K022945 is an FDA 510(k) clearance for the AUTOSTAT II ANTI-B-2 GLYCOPROTEIN I IGG ELISA. Classified as System,test,antibodies,b2 - Glycoprotein I (b2 - Gpi) (product code MSV), Class II - Special Controls.

Submitted by Hycor Biomedical, Inc. (Garden Grove, US). The FDA issued a Cleared decision on December 18, 2002 after a review of 104 days - within the typical 510(k) review window.

This device falls under the Immunology FDA review panel, regulated under 21 CFR 866.5660 - the FDA immunology device framework. The Traditional 510(k) pathway establishes clearance through substantial equivalence to a legally marketed predicate device, without requiring clinical trial data.

Device pattern: Standard predicate-based submission. Standard predicate reliance. This clearance follows a standard predicate-based equivalence path within the Immunology review framework, consistent with the majority of Class II 510(k) submissions.

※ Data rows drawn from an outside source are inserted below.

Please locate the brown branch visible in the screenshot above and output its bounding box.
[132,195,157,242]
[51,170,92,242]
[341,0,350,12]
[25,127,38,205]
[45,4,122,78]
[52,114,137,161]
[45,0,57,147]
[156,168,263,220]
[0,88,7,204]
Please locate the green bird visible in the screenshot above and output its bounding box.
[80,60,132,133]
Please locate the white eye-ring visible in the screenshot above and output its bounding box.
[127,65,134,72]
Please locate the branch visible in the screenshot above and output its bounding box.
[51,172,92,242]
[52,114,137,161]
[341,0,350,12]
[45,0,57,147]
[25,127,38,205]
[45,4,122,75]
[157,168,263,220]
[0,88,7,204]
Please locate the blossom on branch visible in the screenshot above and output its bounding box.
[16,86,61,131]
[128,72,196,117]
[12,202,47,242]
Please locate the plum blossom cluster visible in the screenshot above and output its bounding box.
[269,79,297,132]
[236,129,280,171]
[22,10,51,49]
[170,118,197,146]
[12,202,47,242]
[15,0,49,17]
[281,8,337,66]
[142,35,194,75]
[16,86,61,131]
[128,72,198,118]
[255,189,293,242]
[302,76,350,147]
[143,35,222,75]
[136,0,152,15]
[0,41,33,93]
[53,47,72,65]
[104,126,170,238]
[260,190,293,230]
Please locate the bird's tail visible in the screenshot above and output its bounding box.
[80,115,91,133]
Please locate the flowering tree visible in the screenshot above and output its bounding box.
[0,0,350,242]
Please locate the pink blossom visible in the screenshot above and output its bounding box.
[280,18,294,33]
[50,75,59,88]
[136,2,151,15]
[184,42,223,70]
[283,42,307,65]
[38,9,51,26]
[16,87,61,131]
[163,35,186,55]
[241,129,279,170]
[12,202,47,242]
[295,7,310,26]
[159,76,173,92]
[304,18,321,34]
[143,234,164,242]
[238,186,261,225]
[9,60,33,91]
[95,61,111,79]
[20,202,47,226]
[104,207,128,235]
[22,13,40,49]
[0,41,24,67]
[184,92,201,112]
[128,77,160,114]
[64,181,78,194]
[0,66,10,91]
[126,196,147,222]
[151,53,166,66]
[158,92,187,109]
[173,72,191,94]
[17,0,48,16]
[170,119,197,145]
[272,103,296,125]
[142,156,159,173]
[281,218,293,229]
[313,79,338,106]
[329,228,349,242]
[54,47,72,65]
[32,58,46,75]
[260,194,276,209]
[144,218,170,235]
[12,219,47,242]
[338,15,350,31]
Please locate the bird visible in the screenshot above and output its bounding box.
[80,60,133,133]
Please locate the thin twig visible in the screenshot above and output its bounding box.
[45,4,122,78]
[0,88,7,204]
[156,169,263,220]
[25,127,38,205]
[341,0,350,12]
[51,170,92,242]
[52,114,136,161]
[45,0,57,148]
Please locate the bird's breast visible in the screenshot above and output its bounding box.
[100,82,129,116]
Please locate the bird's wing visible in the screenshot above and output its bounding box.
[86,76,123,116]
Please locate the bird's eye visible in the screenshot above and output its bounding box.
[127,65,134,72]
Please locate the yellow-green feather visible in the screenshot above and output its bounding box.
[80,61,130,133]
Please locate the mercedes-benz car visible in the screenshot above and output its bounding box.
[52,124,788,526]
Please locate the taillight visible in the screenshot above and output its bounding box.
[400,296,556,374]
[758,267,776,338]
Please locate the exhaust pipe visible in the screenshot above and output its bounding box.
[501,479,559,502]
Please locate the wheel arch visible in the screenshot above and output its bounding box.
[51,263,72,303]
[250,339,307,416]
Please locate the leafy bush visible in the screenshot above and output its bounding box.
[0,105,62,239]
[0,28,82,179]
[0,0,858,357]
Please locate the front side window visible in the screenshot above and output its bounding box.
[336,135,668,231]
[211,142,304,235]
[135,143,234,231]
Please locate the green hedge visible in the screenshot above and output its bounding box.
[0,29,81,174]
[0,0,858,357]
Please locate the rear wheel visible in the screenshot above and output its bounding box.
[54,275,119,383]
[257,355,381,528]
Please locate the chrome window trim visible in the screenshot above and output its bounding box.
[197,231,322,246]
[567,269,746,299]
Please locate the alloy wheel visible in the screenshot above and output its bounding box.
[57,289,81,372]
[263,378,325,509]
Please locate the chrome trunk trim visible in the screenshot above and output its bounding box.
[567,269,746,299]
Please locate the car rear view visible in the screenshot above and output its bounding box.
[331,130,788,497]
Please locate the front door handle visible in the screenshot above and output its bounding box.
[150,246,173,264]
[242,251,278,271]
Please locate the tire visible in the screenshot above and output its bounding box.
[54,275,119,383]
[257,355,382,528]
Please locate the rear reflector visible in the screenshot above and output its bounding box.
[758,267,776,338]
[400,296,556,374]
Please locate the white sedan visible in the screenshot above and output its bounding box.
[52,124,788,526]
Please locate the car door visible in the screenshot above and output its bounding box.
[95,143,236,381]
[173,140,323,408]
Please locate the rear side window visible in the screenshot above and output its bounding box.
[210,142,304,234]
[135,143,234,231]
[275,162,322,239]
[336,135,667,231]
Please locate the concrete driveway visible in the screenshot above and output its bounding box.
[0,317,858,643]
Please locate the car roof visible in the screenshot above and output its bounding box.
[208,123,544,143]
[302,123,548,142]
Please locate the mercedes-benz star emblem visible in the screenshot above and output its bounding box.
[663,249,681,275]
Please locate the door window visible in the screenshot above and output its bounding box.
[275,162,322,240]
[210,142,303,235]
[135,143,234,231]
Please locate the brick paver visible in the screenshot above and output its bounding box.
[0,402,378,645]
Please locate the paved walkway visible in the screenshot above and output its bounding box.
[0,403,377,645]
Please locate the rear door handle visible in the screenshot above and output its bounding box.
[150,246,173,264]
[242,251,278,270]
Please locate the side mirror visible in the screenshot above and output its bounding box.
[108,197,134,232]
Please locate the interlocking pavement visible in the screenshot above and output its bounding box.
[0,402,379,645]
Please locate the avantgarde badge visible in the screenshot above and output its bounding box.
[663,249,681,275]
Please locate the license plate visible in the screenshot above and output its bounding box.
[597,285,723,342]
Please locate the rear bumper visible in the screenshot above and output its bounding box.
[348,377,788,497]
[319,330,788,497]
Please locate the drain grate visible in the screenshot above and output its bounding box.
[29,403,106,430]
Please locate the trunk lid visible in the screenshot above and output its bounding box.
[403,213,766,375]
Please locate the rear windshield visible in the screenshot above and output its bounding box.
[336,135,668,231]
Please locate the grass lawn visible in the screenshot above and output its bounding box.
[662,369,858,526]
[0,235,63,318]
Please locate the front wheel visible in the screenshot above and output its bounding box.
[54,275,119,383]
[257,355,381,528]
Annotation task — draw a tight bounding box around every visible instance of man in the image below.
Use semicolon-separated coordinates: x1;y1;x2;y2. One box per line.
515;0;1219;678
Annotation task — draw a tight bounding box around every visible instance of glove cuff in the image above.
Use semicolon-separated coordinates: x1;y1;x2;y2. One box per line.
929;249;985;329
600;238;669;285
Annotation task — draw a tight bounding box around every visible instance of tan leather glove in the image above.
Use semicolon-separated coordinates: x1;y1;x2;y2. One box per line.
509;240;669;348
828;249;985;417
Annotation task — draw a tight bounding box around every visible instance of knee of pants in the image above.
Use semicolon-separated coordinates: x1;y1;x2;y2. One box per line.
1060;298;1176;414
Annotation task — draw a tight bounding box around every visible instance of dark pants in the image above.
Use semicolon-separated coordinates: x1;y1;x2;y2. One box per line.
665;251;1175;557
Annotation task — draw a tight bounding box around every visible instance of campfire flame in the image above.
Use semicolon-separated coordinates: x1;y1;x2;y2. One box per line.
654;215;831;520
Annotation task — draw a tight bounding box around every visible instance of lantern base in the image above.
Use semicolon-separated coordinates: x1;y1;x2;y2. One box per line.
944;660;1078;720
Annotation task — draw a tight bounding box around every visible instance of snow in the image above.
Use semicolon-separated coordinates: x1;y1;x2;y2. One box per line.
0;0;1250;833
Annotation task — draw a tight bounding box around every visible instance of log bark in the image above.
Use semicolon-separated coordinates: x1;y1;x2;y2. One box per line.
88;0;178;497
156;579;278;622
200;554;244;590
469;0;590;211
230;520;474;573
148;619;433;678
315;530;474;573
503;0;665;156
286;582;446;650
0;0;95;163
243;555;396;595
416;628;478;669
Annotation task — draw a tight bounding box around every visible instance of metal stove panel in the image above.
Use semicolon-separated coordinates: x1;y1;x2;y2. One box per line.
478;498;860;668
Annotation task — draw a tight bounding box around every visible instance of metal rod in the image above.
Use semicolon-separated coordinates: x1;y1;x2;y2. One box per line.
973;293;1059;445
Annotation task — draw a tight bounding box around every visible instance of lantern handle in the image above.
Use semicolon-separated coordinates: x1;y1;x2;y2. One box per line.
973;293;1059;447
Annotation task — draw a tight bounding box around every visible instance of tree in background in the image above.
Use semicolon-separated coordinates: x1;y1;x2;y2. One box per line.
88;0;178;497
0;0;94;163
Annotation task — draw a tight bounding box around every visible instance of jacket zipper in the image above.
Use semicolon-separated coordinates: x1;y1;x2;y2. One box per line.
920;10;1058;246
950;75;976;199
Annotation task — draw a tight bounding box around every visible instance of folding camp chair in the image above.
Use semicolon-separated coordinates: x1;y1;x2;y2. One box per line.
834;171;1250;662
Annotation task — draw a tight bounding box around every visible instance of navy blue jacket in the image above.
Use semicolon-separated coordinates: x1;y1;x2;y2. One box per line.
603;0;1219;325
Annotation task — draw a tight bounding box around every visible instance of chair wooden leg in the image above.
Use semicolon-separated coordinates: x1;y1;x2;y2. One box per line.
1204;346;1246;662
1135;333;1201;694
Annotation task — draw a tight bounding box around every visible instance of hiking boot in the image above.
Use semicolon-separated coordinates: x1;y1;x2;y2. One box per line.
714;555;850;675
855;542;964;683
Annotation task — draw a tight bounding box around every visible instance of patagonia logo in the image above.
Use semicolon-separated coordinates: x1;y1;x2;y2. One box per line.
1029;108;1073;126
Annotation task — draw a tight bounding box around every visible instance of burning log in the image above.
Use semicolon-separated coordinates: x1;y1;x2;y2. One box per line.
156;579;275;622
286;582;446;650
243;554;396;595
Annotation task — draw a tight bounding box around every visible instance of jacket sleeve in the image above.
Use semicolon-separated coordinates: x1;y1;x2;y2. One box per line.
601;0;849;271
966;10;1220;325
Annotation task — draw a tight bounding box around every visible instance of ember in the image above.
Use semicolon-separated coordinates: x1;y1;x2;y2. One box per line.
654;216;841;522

View all Hycor Biomedical, Inc. devices

Submission Details

510(k) Number K022945 FDA.gov
FDA Decision Cleared Substantially Equivalent - Traditional 510(k) (SESE)
Date Received September 05, 2002
Decision Date December 18, 2002
Days to Decision 104 days
Submission Type Traditional
Review Panel Immunology (IM)
Summary Statement
Third-party Review No - reviewed directly by FDA
Regulatory Context
Review time vs. panel average
At panel average
Panel avg: 104d · This submission: 104d
Pathway characteristics
Predicate-based equivalence. No clinical trials required.

Device Classification

Product Code MSV System,test,antibodies,b2 - Glycoprotein I (b2 - Gpi)
Device Class Class 2 - Special Controls
CFR Regulation 21 CFR 866.5660
What this classification means

Class II devices require demonstration of substantial equivalence to a legally marketed predicate device. This pathway does not require clinical trials - it relies on engineering equivalence and performance data. Most Immunology devices follow this clearance model.